Dopo quattro anni di progressivo restringimento, le favelas sono tornate a espandersi a Rio de Janeiro. È quello che mostra l’indagine realizzata dall’Instituto Pereira Passos (IPP) tramite fotografie aeree e pubblicata sul quotidiano O Globo. La ricerca rivela che l’area totale delle 1.018 comunità di Rio è aumentata dello 0,31% tra il 2012 e il 2016, totalizzando 46,12 milioni di metri quadrati in più. Non sembra molto, ma è come se, in quattro anni, fosse sorta nella città di Rio un’altra favela con 10mila abitanti.
I numeri sintetizzati dalla ricerca mostrano che l’obiettivo dell’ex sindaco Eduardo Paes di ridurre del 5% l’area totale delle favelas tra il 2008 e il 2016 non è stato raggiunto: la diminuzione in questo arco di tempo è stata solo dell’1,81%. Neanche un’altra promessa, quella di urbanizzare cento comunità attraverso il programma “Morar Carioca” è stata mantenuta: sono stati iniziati o conclusi lavori solamente in 27 favelas tra il 2013 e il 2016.
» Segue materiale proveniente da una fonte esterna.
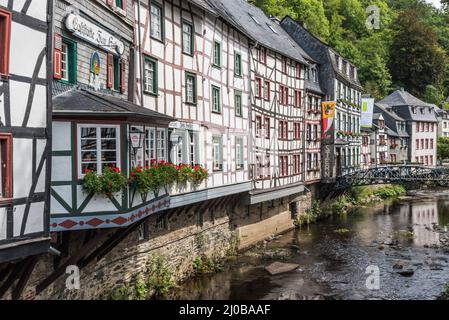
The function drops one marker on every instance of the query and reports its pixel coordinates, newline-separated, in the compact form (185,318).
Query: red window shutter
(110,80)
(57,57)
(122,75)
(5,36)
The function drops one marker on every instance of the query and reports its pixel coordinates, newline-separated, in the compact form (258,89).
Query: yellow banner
(328,109)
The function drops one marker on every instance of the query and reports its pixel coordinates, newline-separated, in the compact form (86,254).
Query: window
(238,103)
(263,55)
(296,164)
(283,98)
(258,173)
(116,73)
(6,165)
(5,36)
(310,104)
(283,164)
(156,26)
(187,38)
(272,28)
(298,98)
(284,65)
(120,4)
(217,153)
(258,126)
(283,130)
(298,71)
(68,61)
(217,54)
(266,90)
(150,143)
(216,99)
(239,153)
(150,76)
(99,147)
(297,131)
(258,88)
(161,144)
(237,64)
(190,88)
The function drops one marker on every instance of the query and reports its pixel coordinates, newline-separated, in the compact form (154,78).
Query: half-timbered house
(277,103)
(341,149)
(192,65)
(25,133)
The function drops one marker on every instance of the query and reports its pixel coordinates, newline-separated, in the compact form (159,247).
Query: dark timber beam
(26,274)
(73,260)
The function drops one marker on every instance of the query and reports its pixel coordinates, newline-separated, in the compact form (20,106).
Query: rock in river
(280,267)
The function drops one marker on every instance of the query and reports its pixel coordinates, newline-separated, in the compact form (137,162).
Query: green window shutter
(217,54)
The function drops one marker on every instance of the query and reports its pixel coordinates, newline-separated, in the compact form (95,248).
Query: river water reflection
(334,255)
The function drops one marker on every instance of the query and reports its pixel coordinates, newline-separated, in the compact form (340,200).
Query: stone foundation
(180,238)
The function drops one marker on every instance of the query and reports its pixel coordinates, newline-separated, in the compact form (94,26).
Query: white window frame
(156,27)
(216,105)
(149,81)
(239,154)
(217,153)
(65,76)
(161,144)
(187,44)
(98,149)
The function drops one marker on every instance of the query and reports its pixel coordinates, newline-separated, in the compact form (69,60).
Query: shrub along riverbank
(356,197)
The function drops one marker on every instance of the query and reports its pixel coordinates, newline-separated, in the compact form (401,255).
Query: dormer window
(272,29)
(5,34)
(254,19)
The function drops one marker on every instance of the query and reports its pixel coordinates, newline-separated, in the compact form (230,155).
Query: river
(401,236)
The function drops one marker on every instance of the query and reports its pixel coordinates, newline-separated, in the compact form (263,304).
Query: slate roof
(239,13)
(392,133)
(313,43)
(85,102)
(204,5)
(313,86)
(409,107)
(383,109)
(402,98)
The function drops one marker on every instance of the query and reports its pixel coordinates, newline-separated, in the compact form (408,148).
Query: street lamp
(136,139)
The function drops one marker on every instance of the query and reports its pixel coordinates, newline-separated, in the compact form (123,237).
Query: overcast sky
(436,3)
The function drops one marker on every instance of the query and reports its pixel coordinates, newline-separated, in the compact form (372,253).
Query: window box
(191,89)
(5,39)
(188,33)
(157,22)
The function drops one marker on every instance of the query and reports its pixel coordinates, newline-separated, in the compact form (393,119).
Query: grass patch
(157,280)
(342,231)
(207,265)
(445,294)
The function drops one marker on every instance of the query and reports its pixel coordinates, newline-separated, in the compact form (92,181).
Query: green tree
(443,148)
(416,59)
(432,95)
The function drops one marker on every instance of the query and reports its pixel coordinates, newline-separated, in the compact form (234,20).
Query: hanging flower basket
(108,183)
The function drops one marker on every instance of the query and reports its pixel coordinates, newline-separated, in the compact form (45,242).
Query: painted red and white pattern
(108,220)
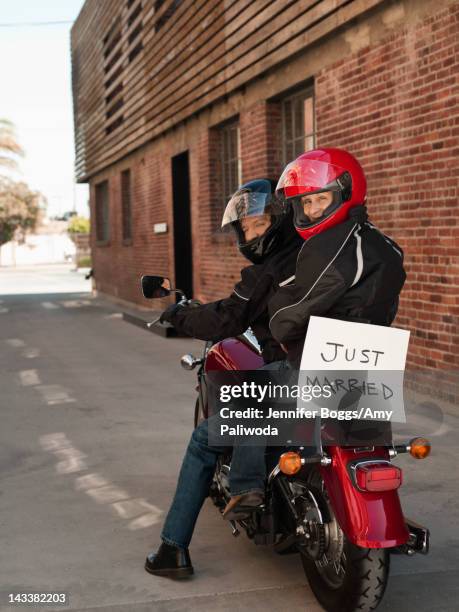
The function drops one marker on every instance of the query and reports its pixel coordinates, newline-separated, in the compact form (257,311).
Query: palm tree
(10,149)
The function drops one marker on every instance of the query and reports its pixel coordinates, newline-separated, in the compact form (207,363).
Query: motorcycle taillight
(378,477)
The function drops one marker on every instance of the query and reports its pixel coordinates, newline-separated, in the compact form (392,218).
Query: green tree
(78,225)
(20,209)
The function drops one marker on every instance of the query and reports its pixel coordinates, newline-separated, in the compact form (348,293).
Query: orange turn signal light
(419,448)
(290,463)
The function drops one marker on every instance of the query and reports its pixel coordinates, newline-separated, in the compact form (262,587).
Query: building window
(230,159)
(102,213)
(126,205)
(298,133)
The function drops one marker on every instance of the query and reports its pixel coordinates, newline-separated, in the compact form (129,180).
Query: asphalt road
(95,416)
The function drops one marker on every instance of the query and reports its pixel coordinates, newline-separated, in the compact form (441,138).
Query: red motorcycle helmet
(317,171)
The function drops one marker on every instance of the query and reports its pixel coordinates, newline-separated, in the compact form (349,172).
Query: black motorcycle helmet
(256,199)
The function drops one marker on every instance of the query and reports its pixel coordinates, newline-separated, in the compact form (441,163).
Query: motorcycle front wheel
(356,582)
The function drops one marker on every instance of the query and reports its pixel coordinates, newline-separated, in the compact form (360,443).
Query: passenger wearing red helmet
(346,267)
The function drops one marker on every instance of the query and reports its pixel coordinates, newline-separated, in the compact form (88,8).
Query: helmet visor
(245,203)
(307,176)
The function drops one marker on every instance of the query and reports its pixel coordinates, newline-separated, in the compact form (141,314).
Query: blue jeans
(195,478)
(248,473)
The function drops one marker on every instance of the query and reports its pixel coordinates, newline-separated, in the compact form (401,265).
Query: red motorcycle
(339,509)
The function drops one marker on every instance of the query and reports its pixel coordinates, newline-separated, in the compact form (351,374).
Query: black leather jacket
(351,271)
(247,306)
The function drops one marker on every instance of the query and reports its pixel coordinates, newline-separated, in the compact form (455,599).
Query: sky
(36,95)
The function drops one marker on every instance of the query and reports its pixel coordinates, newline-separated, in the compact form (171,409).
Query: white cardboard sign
(332,344)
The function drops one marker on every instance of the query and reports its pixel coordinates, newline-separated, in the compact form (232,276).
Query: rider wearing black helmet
(267,238)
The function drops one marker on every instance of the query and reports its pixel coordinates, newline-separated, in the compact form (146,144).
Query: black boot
(169,561)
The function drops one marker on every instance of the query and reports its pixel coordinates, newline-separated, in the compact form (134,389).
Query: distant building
(178,102)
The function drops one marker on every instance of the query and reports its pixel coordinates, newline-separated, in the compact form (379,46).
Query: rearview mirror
(155,286)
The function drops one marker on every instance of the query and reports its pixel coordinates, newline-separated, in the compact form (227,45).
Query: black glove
(170,312)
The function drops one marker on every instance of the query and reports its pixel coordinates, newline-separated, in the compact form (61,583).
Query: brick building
(177,102)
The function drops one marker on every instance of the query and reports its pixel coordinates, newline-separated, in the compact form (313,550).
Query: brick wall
(395,106)
(393,103)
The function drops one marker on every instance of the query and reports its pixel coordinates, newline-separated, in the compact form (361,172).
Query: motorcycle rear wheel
(358,582)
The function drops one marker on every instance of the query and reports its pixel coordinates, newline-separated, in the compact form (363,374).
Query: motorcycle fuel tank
(233,354)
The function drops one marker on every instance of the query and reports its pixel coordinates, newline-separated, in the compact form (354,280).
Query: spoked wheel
(342,576)
(356,581)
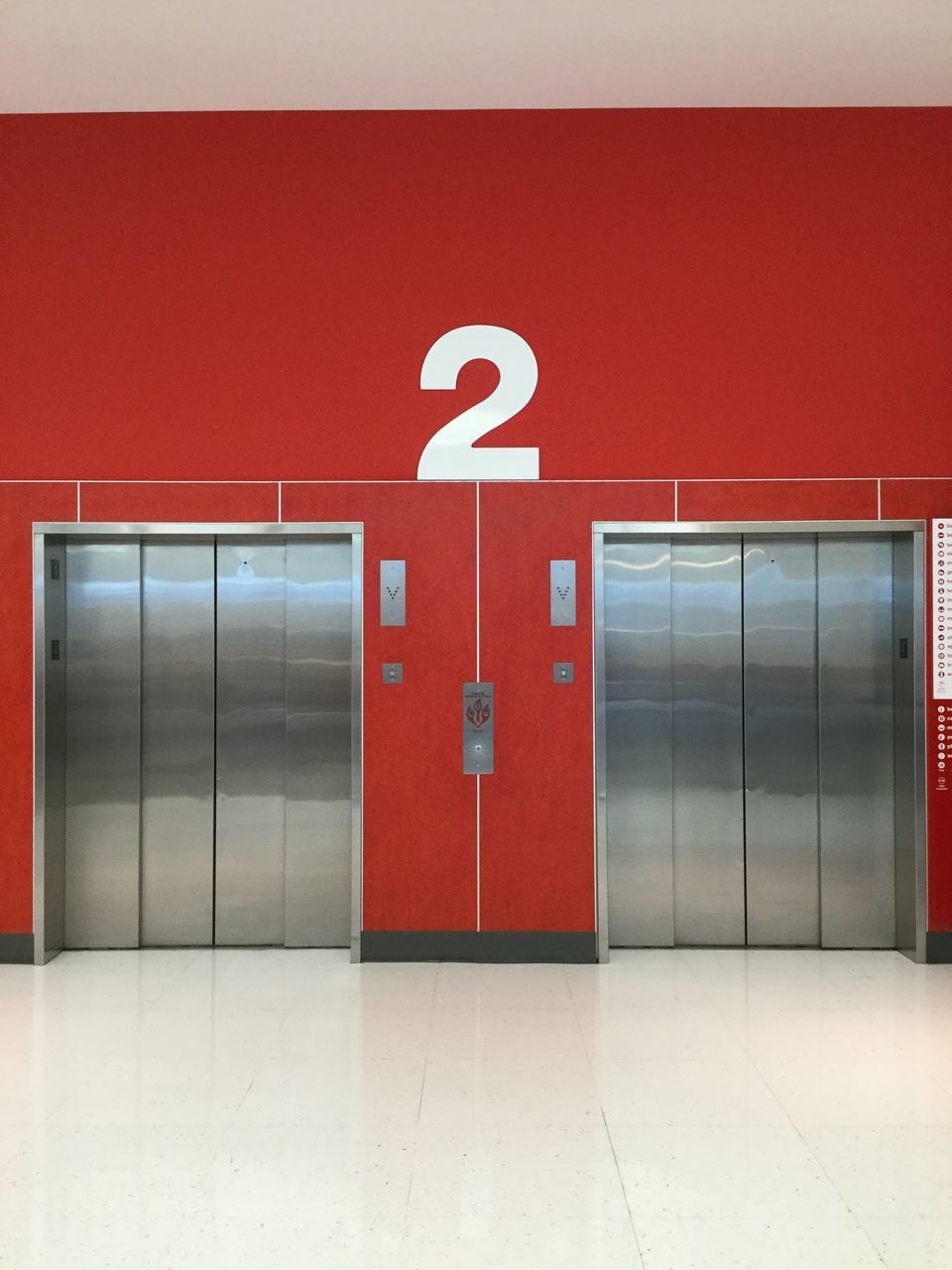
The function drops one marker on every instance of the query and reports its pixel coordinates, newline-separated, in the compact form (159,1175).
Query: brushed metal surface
(561,592)
(780,738)
(904,740)
(857,856)
(51,930)
(250,743)
(178,743)
(638,737)
(320,667)
(102,784)
(707,742)
(393,592)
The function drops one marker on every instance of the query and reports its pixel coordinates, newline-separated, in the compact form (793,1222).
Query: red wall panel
(149,502)
(537,841)
(708,293)
(746,302)
(419,810)
(777,500)
(19,507)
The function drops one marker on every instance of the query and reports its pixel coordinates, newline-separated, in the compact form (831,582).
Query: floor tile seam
(580,1032)
(625,1193)
(825,1173)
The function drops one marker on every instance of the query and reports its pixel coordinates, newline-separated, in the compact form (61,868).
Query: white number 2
(448,454)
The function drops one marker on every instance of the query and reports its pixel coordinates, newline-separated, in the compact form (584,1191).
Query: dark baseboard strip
(499,947)
(16,949)
(938,947)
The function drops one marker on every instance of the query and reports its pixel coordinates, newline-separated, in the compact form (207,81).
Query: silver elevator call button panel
(561,580)
(479,716)
(393,592)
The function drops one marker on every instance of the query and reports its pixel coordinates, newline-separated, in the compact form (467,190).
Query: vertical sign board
(479,717)
(941,643)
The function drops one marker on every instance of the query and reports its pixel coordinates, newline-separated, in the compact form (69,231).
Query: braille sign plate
(479,717)
(941,610)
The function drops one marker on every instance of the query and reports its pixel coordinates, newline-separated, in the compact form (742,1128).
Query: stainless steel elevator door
(207,769)
(178,742)
(317,821)
(249,896)
(638,625)
(779,740)
(102,788)
(751,726)
(857,802)
(707,742)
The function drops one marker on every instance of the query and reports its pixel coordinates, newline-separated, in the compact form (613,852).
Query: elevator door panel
(779,734)
(102,785)
(708,742)
(250,743)
(318,743)
(638,630)
(857,833)
(178,742)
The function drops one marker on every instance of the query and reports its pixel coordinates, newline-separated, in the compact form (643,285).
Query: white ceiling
(227,55)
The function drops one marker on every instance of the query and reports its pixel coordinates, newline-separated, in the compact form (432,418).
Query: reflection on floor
(285,1109)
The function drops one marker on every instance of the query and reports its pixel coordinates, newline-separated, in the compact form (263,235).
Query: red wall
(747,303)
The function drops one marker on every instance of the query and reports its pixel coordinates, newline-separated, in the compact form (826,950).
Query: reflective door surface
(208,734)
(749,731)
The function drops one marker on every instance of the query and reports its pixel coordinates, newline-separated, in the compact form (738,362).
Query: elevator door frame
(645,530)
(48,864)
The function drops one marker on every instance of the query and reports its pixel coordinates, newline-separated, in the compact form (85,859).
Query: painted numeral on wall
(448,454)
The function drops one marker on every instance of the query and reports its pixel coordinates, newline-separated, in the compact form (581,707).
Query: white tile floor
(169,1110)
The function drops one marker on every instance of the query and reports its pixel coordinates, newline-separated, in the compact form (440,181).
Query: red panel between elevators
(710,294)
(19,507)
(537,834)
(179,502)
(777,500)
(419,815)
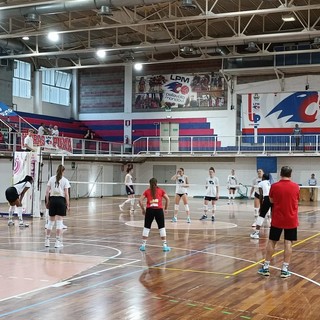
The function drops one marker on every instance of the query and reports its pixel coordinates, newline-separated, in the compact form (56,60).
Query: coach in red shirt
(284,195)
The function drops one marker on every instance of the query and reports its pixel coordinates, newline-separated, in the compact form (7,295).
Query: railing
(261,144)
(13,142)
(206,145)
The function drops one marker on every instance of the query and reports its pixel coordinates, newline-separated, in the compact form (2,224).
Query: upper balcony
(186,146)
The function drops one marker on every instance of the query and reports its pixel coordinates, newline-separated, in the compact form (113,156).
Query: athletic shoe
(264,272)
(58,244)
(23,225)
(254,235)
(47,243)
(285,274)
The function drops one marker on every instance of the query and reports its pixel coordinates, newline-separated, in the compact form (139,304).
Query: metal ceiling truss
(154,31)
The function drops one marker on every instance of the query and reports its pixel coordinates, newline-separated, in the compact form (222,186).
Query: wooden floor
(211,272)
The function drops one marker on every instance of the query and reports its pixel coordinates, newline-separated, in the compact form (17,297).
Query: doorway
(169,137)
(163,174)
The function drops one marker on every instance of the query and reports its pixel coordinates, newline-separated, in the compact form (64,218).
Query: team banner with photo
(170,91)
(51,143)
(6,111)
(280,110)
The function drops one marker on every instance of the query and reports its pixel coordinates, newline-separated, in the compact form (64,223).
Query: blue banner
(6,111)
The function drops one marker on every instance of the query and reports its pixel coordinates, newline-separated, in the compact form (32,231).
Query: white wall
(86,173)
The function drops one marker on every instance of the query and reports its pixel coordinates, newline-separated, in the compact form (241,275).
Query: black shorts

Stando alle conclusioni dell’Istituto Pereira Passos, negli ultimi quattro anni la maggiore espansione, tanto in valore percentuale che in valore assoluto, è avvenuta nella Zona Ovest di Rio, dove si trovano sei delle dieci favelas che hanno registrato la maggior espansione. Chi è in cima alla lista, invece, è Seu Pedro, una piccola comunità a Inhaúma, nella Zona Nord, che è cresciuta del 78,58% tra il 2012 e il 2016. In termini di valore assoluto invece, la Vila Rica di Irajá, che comprende il Complexo di Acari, anch’esso nella Zona Nord, è stata quella che più è aumentata, guadagnando 28.685 metri quadrati. Tra le favelas che più sono cresciute ci sono Nova Jersei, a Santa Cruz, e Vila Taboinha, a Barra da Tijuca. Nella Zona Sud della città carioca, c’è stato un aumento soprattutto nel celebre quartiere di Copacabana e Botafogo, incentivato dal progresso delle costruzioni nel Morro dos Cabritos (5,57%) e nella Ladeira dos Tabarajas (18,35%).
Cause. A detta degli specialisti l’aumento disordinato delle favelas di Rio de Janeiro dipende in larga misura dalla discontinuità delle politiche pubbliche e dalla mancanza di coordinamento tra di esse. Il direttore della Câmara Metropolitana, l’architetto e urbanista Vicente Loureiro ritiene che “La cosa giusta da fare è urbanizzare, riconoscere, regolarizzare, aumentare dove sia possibile, rifare le fondamenta dove sia presente qualche rischio e lavorare con la produzione formale, con maggiore qualità, fornendo sicurezza e accesso ai servizi fondamentali e alle infrastrutture”. Ma lamenta che è proprio quello “che non si è mai riusciti a fare bene in Brasile. I lavori sono intermittenti. C’è molta discontinuità”.
Il presidente dell’Instituto dos Arquitetos do Brasil, Sérgio Magalhães, è sulla stessa lunghezza d’onda. “A Rio, le urbanizzazioni di alcune aree non sono portate avanti” afferma. “Si attua una politica di sicurezza e, poi, viene abbandonata. Non si mantiene quello che è già stato costruito. Il potere pubblico volta le spalle alla città, tanto quella formale quanto quella informale”. La mancanza di un progetto più uniforme, secondo Magalhães, fa sì che si perdano molte risorse durante il percorso di risanamento. “Il costo per portare acqua e scarichi a questi nuovi territori ammonterebbe a 9 milioni di reais (2,6 milioni di dollari). L’universalizzazione della rete fognaria in tutte le comunità costerebbe invece 2,94 miliardi di reais (9,36 milioni di dollari)”, afferma.
Coniugare le politiche edilizie di utilizzo e di occupazione del suolo urbano e dei trasporti è la soluzione prospettata dal geografo Cláudio Egler per invertire la tendenza all’espansione delle favelas. “Senza una regolazione dei prezzi della terra e degli immobili urbani, una parte della popolazione continuerà a non avere accesso alle case. E, di conseguenza, abiterà in immobili irregolari, ad elevato rischio”. Cláudio Egler è convinto che senza disporre di un’offerta di alloggi adeguati nelle aree più vicine ai luoghi di lavoro e senza un sistema di trasporto pubblico che permetta a chi vive nelle favelas di spostarsi da casa a lavoro con un minimo di comodità e affidabilità, queste persone preferiscano abitare in condizioni precarie. “É il prezzo che accettano di pagare per non dover essere obbligati a impiegare fino a sei ore al giorno nel tragitto tra casa e lavoro, e viceversa”.